Security: UCC-1 on business assets
Take a security interest in the business\'s assets. Steps:
- Identify the collateral (inventory, equipment, accounts receivable, intellectual property)
- Sign a security agreement listing the collateral
- File a UCC-1 financing statement with the secretary of state where the business is registered
- For specific assets (titled vehicles, real estate), additional steps apply (lien on title, deed of trust)
The UCC-1 makes you a secured creditor. If the business goes bankrupt, secured creditors get paid before unsecured ones.
Interest rate
Business loans between non-bank parties typically charge:
- 5-10 percent for low-risk friend loans
- 10-18 percent for higher-risk early-stage businesses
- State usury caps usually higher for business loans than personal loans, but check
The rate should reflect the actual risk. Charging 0 percent on a 7-year loan to a startup is a gift to the IRS\'s imputed-interest rules.
Repayment structure
- Interest-only with balloon: monthly interest, principal due at maturity. Common for short-term business loans (1-3 years).
- Amortizing: equal monthly payments of principal and interest. Common for longer terms (3-7 years).
- Revenue-share: business pays a percentage of revenue until balance is repaid. Higher risk for the lender, depends on revenue arriving.
- Hybrid: minimum monthly payment plus a revenue percentage. Combines stability with upside.
What to put in the note
- Principal and disbursement (one-time vs draws)
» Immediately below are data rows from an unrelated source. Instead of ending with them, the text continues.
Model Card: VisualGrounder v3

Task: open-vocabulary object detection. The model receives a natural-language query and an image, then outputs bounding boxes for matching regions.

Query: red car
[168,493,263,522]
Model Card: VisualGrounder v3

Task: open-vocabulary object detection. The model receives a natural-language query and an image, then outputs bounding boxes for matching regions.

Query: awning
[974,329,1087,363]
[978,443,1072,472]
- Interest rate and how it accrues (simple, monthly compounded)
- Payment schedule
- Maturity date
- Late fees and default interest rate
- Acceleration on default, bankruptcy, or change of control
- Personal guarantee
- Security interest reference (UCC-1, etc.)
- Right of inspection (right to see books on request)
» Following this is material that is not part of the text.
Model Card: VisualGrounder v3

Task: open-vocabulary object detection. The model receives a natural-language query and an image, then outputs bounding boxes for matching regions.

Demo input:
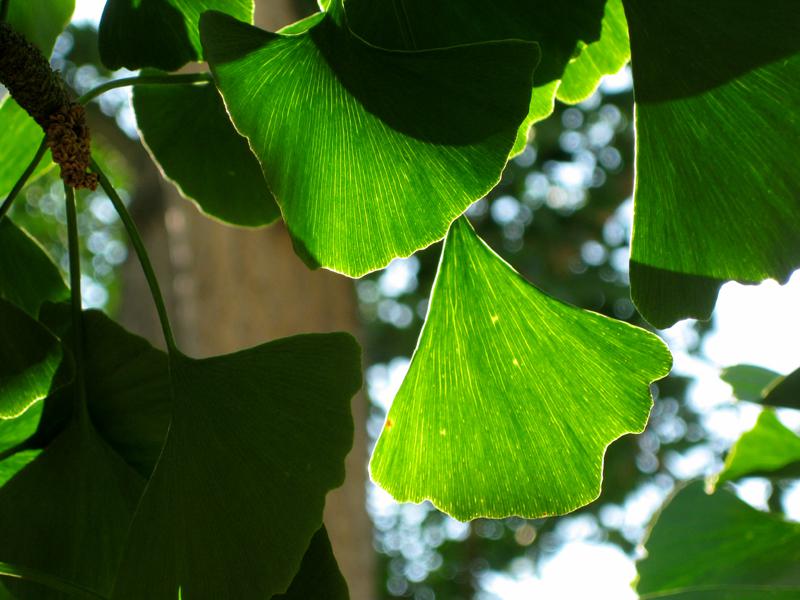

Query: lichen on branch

- Attorney\'s fees on collection
- Governing state law
Right of inspection
A right-to-inspect clause lets you ask for the business\'s financials periodically. Useful because:
- You see trouble coming before default
- The borrower has accountability beyond just paying
- If you ever sue, you have a paper trail of warnings
Typical: quarterly P&L and balance sheet, annual tax return, on request not more than once per quarter.
Equity vs debt
If your friend cannot make a serious commitment to repaying within a defined period, you are not making a loan - you are buying equity. That is fine, but:
- Document it as equity (LLC operating agreement amendment, corporate stock issuance)
- Understand securities-law exemptions (you typically need to be an accredited investor or qualify for a private-placement exemption)
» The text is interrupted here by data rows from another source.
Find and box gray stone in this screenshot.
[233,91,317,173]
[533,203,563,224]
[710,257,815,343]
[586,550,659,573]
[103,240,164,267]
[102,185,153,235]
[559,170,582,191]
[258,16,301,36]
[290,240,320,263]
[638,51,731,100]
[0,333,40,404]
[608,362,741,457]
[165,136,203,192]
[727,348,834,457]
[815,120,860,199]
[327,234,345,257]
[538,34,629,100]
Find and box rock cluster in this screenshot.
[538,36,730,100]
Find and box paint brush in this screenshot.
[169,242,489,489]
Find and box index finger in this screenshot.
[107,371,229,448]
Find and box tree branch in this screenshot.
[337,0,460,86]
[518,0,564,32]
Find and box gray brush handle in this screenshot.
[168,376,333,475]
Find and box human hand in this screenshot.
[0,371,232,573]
- Accept that you might not see the money again
Mixing the two ("loan with maybe-equity-someday") creates a mess. Pick one.
Tax considerations
- Interest you receive is taxable income
- If the business defaults, you may have a bad-debt deduction (short-term capital loss for non-business bad debts)
- Forgiving the loan creates cancellation-of-debt income for the borrower
- Below-AFR rates trigger imputed interest under IRS rules
For loans over $10,000, talk to a CPA before signing.
If things go bad
- Send a default notice per the note
- Talk to the friend before suing - many situations resolve with a payment plan or extension
- If the entity has assets, foreclose on the UCC collateral
- Pursue the personal guarantor for any deficiency
- Sue for judgment and proceed to enforcement (bank levy, wage garnishment, lien on real estate)
Protecting the friendship
The single biggest predictor of friend-loan disasters is informality. Both sides assume the other will "just understand." A written note with clear terms, regular updates, and a personal guarantee usually saves the friendship even if the loan goes sideways. Without paper, you have a misunderstanding instead of a disagreement.